Matthew McConaughey, Merritt’s Oscar-winning co-star, says the teen didn’t even know who he was the first time they met. But now they will be forever linked for their riveting performances in this film.
“White Boy Rick” is the incredible story Richie Wershe, Jr., a Detroit teen who, at the beginning stages of the "war on drugs", works with the FBI to help take-down Motown's narcotic kingpins. Richard, Sr. (McConaughey) is a shady gun dealer whose wife has left him. He's desperately hoping to strike it rich by opening a franchise of video rental stores, which he believes will keep his fractured family together.
This is a gritty, uncomfortable film. The complex, fascinating narrative is easily to follow thanks to a sharp script and spot-on characterizations. Once all the key players are flushed-out (and it does take some time), “White Boy Rick” becomes a movie you easily sink yourself into. The plight of this dysfunctional family trying to survive in this dysfunctional city during these dysfunctional times is as compelling as it gets. Credit goes to Demange and the entire cast from top to bottom.
Bel Powley, as Richie’s junkie sister, shines in several raw scenes. The always reliable Jennifer Jason Leigh plays an FBI agent (an unusually standard role for her). Brian Tyree Henry plays a Detroit Narc named Jackson (had to mention him). And Bruce Dern (who spent the entire ’13-’14 awards season in the Best Actor competition with McConaughey) gets to show that he can still command a scene as Richie’s grandpa.

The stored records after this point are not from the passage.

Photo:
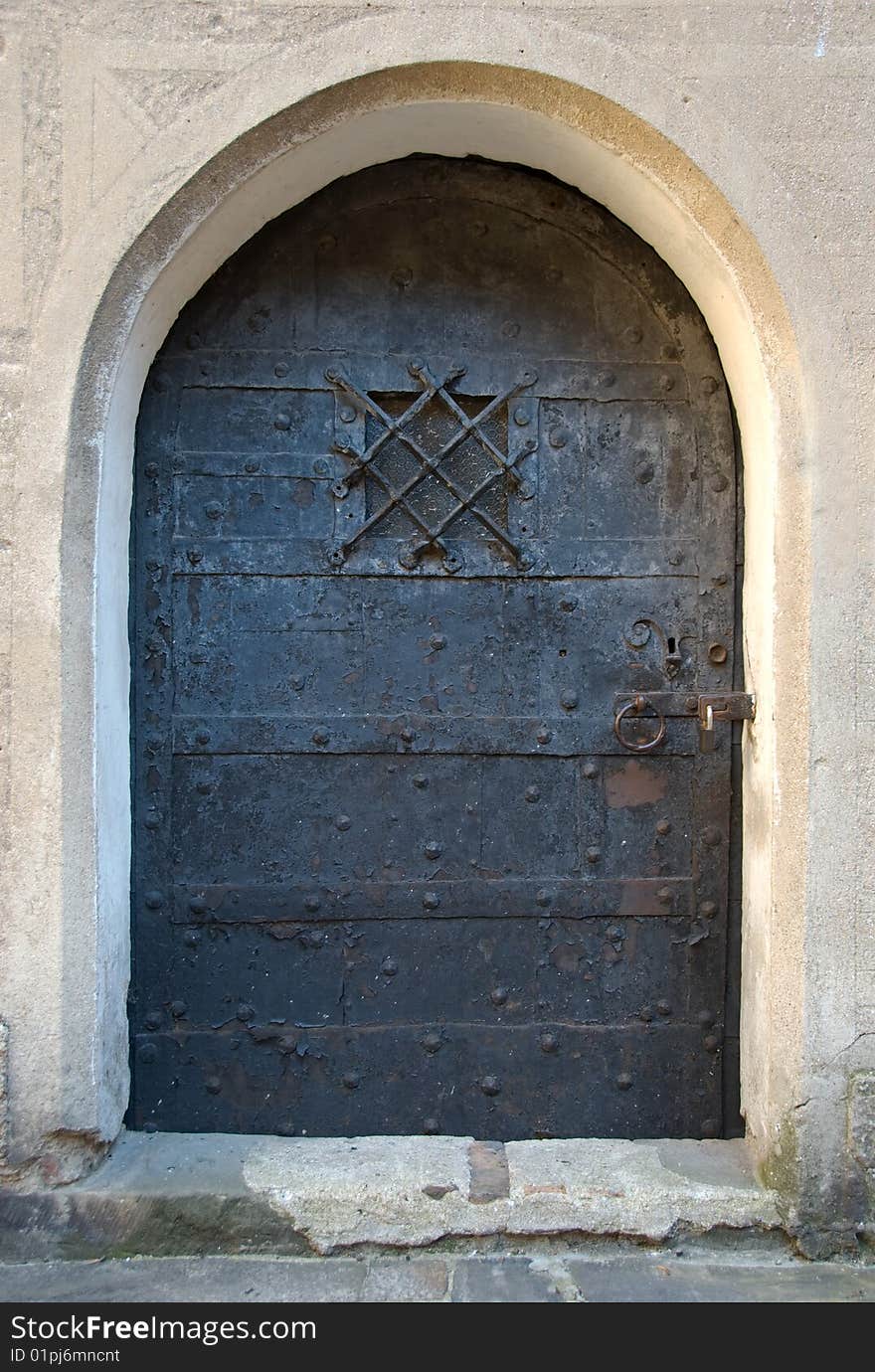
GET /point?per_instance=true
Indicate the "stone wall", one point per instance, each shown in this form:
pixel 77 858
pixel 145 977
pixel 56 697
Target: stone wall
pixel 130 130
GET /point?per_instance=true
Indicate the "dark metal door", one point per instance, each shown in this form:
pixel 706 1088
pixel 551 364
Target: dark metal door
pixel 429 476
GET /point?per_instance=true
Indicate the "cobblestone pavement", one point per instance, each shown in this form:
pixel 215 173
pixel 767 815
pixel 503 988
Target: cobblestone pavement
pixel 646 1277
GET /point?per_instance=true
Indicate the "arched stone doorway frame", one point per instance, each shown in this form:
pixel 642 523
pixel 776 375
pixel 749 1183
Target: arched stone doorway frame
pixel 166 226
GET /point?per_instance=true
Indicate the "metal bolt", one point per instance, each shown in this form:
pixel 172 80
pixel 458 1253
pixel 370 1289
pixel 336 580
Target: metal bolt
pixel 559 436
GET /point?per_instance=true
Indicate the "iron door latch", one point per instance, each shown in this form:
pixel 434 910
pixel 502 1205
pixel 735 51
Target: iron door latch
pixel 661 706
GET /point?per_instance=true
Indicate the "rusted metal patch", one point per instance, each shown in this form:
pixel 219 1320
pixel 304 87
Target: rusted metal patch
pixel 490 1176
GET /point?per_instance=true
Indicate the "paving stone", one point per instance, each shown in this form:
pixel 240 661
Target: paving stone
pixel 501 1281
pixel 664 1282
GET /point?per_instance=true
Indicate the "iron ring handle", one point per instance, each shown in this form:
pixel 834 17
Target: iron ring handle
pixel 636 706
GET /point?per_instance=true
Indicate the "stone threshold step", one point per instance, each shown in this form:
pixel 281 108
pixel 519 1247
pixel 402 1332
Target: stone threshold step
pixel 198 1194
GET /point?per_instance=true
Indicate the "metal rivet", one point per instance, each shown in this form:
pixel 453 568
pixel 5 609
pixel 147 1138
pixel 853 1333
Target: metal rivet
pixel 644 472
pixel 559 436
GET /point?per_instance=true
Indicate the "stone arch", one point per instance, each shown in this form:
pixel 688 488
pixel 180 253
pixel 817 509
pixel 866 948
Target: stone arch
pixel 114 318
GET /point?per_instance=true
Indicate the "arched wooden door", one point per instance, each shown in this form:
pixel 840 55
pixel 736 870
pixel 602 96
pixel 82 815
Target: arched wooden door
pixel 431 479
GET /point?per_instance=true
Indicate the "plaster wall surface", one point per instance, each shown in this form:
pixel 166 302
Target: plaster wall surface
pixel 143 143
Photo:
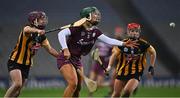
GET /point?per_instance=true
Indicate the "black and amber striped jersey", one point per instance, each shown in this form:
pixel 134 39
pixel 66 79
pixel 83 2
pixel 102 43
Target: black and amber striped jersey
pixel 25 48
pixel 132 60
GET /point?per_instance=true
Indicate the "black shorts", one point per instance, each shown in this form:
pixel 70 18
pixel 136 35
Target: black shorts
pixel 128 77
pixel 24 68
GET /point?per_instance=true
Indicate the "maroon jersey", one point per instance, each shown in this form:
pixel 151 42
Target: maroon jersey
pixel 81 41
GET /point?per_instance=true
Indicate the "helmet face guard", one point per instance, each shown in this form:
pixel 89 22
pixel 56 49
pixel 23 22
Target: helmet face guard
pixel 92 14
pixel 133 31
pixel 38 19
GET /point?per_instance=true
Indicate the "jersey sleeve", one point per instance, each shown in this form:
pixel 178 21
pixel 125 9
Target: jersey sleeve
pixel 98 33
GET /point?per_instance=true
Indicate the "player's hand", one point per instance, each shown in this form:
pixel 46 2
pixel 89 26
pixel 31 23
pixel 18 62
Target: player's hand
pixel 151 70
pixel 131 43
pixel 108 68
pixel 41 32
pixel 67 54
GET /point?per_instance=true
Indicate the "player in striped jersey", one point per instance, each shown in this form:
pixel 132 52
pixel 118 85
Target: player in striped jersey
pixel 132 62
pixel 30 40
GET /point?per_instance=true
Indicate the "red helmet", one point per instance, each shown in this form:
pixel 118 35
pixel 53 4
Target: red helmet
pixel 34 16
pixel 133 26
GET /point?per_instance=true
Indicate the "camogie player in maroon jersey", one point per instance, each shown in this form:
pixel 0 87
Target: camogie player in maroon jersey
pixel 79 43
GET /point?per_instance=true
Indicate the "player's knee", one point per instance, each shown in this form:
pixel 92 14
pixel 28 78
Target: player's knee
pixel 126 93
pixel 116 94
pixel 17 85
pixel 78 88
pixel 72 84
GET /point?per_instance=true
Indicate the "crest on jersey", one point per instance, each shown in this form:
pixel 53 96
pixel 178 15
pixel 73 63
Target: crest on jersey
pixel 83 33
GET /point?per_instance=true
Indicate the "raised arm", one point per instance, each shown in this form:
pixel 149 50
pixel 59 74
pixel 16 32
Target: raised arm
pixel 112 41
pixel 49 49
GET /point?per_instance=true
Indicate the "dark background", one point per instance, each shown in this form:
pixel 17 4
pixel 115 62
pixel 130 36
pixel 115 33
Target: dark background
pixel 153 15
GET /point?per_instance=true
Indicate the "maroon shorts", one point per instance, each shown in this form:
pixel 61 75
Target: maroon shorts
pixel 61 61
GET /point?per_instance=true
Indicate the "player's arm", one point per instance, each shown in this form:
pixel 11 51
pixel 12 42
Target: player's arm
pixel 152 53
pixel 62 40
pixel 28 30
pixel 115 53
pixel 49 49
pixel 112 41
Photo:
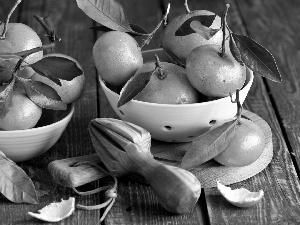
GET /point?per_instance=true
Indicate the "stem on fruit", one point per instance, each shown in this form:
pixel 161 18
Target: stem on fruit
pixel 224 26
pixel 7 19
pixel 161 75
pixel 239 105
pixel 50 33
pixel 164 19
pixel 186 7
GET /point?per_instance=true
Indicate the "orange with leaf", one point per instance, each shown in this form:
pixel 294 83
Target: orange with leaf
pixel 23 92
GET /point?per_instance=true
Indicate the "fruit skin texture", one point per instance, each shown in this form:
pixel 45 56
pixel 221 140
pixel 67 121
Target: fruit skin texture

But it's the two leads who dominate "White Boy Rick". The now 17-year-old Merritt makes it look easy. His portrayal of the blunt, uneducated, street-smart Rick is astonishing. And McConaughey deserves to be in the Best Supporting Actor nomination conversation. One scene in particular, in which he's alone in a car and doesn't say a word of dialogue, is not only the movie’s most powerful, but one of the best choreographed and edited scenes of the year.